Transcript:
Listen to today's Commentary
Introduction:
Another day and more tons of greenhouse gases are dumped into the
atmosphere. More global warming you say. But hold on a minute...are we right
about that? Lorne Gunter is a columnist for the Edmonton Journal. On
Commentary he says there's new scientific evidence on the issue.
Lorne Gunter:
Remember the vaunted scientific consensus on global warming? That it's a
"fact" the slight warming the Earth has experienced in the past century is
the fault of carbon dioxide and other greenhouse gasses? If we didn't ratify
the Kyoto accord and cork our factories, cars and cows, global warming will
devastate life on the planet in the next century. Remember THAT vaunted
consensus?
Well, if it ever existed, it's gone now.
On July 1st, the esteemed Geological Society of America published an
earth-shattering - or make that a Kyoto-shattering - study by Canadian
scientist Jan Veizer of the University of Ottawa and Nir Shaviv, an
astrophysicist at the Hebrew University of Jerusalem.
Veizer and Shaviv discovered that nearly three-quarters of the variability
in our climate can be attributed to the interplay between solar radiation
and cosmic rays.
The cloudy tentacles of our Milky Way galaxy generate new stars in
surprising numbers.
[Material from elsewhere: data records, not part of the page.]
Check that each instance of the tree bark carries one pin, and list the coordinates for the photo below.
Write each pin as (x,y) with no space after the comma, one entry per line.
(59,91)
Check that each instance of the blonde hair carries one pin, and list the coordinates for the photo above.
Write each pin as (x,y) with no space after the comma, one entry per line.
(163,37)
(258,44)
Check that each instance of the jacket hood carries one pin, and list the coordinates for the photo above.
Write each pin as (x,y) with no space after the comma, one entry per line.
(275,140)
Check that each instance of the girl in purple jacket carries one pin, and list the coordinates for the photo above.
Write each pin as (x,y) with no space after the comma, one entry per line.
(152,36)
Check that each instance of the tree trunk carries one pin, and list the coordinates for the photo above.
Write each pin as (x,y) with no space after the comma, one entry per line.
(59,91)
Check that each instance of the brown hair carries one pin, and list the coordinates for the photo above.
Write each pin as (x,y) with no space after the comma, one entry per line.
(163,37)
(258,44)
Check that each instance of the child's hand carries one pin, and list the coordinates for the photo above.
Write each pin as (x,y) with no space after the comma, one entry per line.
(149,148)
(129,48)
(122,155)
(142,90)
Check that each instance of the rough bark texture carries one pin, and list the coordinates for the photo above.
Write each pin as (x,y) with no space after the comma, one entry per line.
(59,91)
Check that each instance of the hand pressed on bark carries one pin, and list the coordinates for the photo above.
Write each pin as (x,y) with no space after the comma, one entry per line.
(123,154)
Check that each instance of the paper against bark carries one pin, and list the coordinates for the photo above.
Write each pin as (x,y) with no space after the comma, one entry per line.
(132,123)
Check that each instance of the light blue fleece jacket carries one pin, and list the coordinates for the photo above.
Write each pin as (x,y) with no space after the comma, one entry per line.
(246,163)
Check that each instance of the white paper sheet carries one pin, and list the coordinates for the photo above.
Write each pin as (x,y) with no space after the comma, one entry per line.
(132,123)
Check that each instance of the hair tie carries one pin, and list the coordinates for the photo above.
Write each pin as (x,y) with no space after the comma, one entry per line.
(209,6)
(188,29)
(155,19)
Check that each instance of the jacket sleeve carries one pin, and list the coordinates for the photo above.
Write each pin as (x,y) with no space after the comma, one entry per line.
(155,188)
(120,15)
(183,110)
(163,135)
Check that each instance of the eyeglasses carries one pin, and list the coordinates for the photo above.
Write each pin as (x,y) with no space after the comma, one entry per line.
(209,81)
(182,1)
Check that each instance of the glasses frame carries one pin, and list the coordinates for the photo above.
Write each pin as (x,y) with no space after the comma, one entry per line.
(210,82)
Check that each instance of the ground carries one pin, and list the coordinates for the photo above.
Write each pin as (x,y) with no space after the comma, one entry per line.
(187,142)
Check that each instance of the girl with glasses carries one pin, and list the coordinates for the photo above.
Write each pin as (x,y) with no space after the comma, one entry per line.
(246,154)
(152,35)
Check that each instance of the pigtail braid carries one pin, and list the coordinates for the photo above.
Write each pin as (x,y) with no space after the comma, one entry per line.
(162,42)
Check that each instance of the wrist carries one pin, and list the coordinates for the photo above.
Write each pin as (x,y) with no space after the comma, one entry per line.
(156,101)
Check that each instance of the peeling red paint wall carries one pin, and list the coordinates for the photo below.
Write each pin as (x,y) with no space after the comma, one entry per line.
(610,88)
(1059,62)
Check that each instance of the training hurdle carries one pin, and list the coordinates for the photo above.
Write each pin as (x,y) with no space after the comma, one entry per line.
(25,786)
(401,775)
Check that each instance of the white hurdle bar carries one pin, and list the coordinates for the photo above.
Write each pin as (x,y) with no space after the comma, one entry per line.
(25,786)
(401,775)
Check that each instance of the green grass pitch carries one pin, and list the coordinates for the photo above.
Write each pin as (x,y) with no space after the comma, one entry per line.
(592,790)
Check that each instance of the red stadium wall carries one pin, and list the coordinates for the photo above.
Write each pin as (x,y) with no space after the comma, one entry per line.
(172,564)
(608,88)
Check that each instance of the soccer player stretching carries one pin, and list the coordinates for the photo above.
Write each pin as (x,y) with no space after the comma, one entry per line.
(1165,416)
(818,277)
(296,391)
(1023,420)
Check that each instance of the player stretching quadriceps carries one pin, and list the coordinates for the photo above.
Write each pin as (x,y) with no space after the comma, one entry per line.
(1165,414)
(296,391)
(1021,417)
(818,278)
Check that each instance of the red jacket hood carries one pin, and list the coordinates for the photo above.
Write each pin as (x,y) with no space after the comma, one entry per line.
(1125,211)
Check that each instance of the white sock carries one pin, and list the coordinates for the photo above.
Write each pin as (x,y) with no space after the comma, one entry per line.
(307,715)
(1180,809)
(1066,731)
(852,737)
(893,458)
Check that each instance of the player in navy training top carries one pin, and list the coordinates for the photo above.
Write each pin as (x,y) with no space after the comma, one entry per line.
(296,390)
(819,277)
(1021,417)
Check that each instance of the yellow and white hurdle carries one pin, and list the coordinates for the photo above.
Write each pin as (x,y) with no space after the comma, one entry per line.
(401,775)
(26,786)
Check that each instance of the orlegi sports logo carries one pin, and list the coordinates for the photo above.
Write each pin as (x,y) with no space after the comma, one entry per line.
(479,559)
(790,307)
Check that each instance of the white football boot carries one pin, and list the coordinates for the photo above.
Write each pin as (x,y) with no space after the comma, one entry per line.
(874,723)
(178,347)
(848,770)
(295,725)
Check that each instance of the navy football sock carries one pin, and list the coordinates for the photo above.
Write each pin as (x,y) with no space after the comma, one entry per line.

Yet many of these stars are unstable and supernova very
quickly. As they die in violent explosions, they spew out billions of highly
charged cosmic rays. When these rays reach earth they change our climate by
encouraging cloud formation and lowering our planetary temperature.
Incoming radiation from our sun can have a profound impact in the opposite
direction. According to Veizer, Shaviv over the past five hundred million
years solar radiation, not greenhouse gases has driven global temperature.
In other words, it's the S-U-N, not S-U-Vs that cause global warming.
This should surprise no one. Why shouldn't earth warm when solar activity is
at its peak? Or temperatures fluctuate when the the planet is being
bombarded with cosmic rays from exploding stars?
Veizer's and Shaviv's explanation is far more plausible than the so-called
consensus view. Supposedly, carbon dioxide, which makes up a tiny fraction
of one percent of the atmosphere, is somehow going to build up to such an
extent that it triggers a catastrophic - yet unknown reaction in the climate
that will raise global temperatures beyond safe levels.
Veizer's and Shaviv's work has profound implications on federal climate
change policy, too. If human activity is not the cause of global warming
then all our prevention policies are useless. Capping and regulating
industry and drivers, and spending billions of tax dollars subsidizing solar
panels on everyone's roofs will be futile. The warming is happening
naturally and it won't be devastating, anyway.
If Veizer and Shaviv are right then Ottawa's obsession with stopping global
warming is no less ridiculous than the ancient English king, Canute, placing
his throne in the surf and commanding the tide to stop.
For Commentary, I'm Lorne Gunter in Edmonton.